The invention mainly aims at clustering images in specific activities, preferably takes the images of a ski field as a clustering retrieval object in the embodiment, and adopts an unsupervised clustering mode for the clustering of the images. Due to randomness and uncertainty of skiers in the shot images, the features of each skier cannot be extracted in advance for image matching, and therefore unsupervised clustering can be performed only on the images. When all the images corresponding to the same person are found, the feature vector corresponding to a certain target person is obtained, and meanwhile, the images of the target person can be labeled according to needs, such as 'red snow dresses, black snow trousers, blue snow boots and the like', so that the color label corresponding to the target person, namely the color label of a certain type of images, is obtained.

The embodiment provides two unsupervised clustering methods, which can be roughly classified into two steps: firstly, performing dimensionality reduction processing on an image to be clustered to extract the characteristics of the lower dimensionality of the image; secondly, clustering the extracted features by using a clustering algorithm. In the following, two unsupervised clustering methods are described.

The first unsupervised clustering method: as shown in fig. 2, a neural network trained in a large classified data set, such as VGG16, ResNet, incleption net, etc., is used to input the ski images to be clustered (images in the database) into a pre-trained neural network model, and the output result of the last convolution layer of the network is extracted as the feature vector of the image, so that the input image is subjected to dimension reduction processing, such as reducing the RGB image input as 224 × 3 to 1024 dimensions.

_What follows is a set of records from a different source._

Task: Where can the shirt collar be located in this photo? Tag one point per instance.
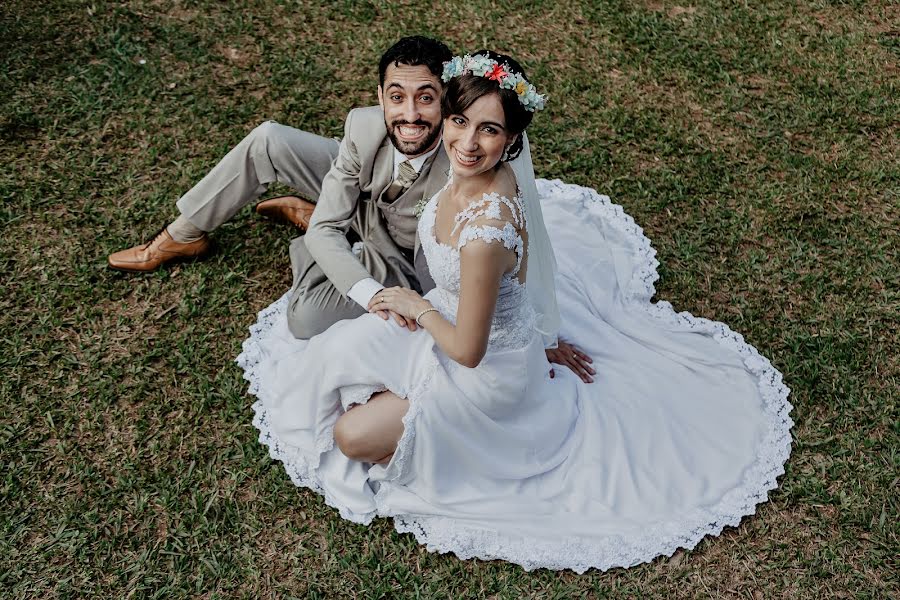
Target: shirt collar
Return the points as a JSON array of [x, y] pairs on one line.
[[417, 162]]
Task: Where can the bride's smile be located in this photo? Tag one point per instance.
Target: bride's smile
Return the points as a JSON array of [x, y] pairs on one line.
[[475, 140]]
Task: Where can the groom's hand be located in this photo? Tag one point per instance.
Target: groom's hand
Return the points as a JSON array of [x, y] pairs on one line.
[[570, 356], [387, 314]]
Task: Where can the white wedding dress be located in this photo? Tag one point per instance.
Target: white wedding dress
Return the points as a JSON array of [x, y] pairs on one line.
[[683, 432]]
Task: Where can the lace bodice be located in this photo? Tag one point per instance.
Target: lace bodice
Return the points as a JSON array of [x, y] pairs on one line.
[[514, 317]]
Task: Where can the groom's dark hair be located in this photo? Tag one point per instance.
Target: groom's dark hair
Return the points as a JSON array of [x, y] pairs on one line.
[[413, 51]]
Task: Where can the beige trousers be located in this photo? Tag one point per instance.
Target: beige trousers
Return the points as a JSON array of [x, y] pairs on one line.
[[270, 153]]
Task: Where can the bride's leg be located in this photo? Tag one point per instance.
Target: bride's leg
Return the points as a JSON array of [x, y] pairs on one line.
[[370, 432]]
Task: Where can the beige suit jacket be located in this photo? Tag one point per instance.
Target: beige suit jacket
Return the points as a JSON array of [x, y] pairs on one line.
[[351, 200]]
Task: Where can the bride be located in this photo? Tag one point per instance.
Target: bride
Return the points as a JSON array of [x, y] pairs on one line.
[[458, 431]]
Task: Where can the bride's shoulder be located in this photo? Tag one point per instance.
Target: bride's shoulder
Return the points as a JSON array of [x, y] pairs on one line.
[[499, 204]]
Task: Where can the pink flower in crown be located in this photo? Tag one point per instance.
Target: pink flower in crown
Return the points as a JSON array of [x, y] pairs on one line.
[[497, 73]]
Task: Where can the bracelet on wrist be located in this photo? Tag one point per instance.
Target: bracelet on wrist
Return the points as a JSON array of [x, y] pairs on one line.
[[427, 310]]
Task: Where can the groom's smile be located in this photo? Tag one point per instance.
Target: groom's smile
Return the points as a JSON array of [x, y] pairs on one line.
[[410, 99]]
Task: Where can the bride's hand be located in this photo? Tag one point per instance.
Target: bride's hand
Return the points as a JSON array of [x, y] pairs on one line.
[[403, 303], [570, 356]]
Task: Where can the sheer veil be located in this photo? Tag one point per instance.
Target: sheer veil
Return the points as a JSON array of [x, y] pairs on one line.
[[541, 276]]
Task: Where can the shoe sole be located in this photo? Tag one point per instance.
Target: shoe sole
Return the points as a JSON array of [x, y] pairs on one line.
[[162, 265]]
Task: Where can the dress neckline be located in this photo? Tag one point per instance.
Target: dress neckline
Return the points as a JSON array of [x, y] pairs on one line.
[[517, 199]]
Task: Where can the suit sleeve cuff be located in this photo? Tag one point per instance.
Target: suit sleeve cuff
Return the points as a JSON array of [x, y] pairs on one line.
[[362, 291]]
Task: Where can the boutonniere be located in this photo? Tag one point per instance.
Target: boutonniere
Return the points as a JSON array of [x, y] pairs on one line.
[[420, 207]]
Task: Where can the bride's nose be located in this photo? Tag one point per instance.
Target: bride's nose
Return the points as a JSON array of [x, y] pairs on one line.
[[470, 140]]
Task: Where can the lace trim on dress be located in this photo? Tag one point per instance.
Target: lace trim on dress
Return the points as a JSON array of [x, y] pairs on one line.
[[489, 207], [488, 233], [580, 554]]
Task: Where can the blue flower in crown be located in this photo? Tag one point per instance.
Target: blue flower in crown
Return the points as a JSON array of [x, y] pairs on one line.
[[480, 64], [484, 66]]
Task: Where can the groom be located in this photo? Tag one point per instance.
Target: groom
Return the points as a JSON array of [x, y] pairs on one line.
[[365, 189], [361, 237]]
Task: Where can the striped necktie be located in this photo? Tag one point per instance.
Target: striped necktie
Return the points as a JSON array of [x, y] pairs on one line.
[[406, 175]]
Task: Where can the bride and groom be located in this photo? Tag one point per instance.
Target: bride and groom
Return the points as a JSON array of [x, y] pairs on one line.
[[457, 431]]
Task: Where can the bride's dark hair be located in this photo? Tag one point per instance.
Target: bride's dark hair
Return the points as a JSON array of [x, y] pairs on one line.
[[461, 92]]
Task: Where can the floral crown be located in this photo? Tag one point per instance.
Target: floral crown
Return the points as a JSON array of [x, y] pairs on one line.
[[485, 66]]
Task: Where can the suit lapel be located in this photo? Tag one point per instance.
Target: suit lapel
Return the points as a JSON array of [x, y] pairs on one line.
[[383, 171], [436, 176]]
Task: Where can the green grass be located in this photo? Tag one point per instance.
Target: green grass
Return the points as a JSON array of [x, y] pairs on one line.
[[756, 143]]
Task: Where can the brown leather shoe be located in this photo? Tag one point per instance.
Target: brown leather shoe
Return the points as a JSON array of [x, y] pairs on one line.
[[160, 250], [287, 209]]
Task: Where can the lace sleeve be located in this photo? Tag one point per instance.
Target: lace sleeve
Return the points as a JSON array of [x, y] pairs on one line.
[[497, 219]]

And training an autoencoder by using the feature vector after the dimension reduction of the image so as to further extract the feature vector of the image with lower dimension. The self-encoder belongs to unsupervised training and consists of an encoding part and a decoding part. The encoding part compresses the input into a feature vector with lower dimensionality, the decoding part is opposite, and the compressed feature vector with lower dimensionality is restored into original input data through a neuron layer which is symmetrical to the encoding part. Thus, it can be considered that the lower dimensional feature vectors resulting from the encoding portion of the encoder can better represent the original 224 × 3 RGB image.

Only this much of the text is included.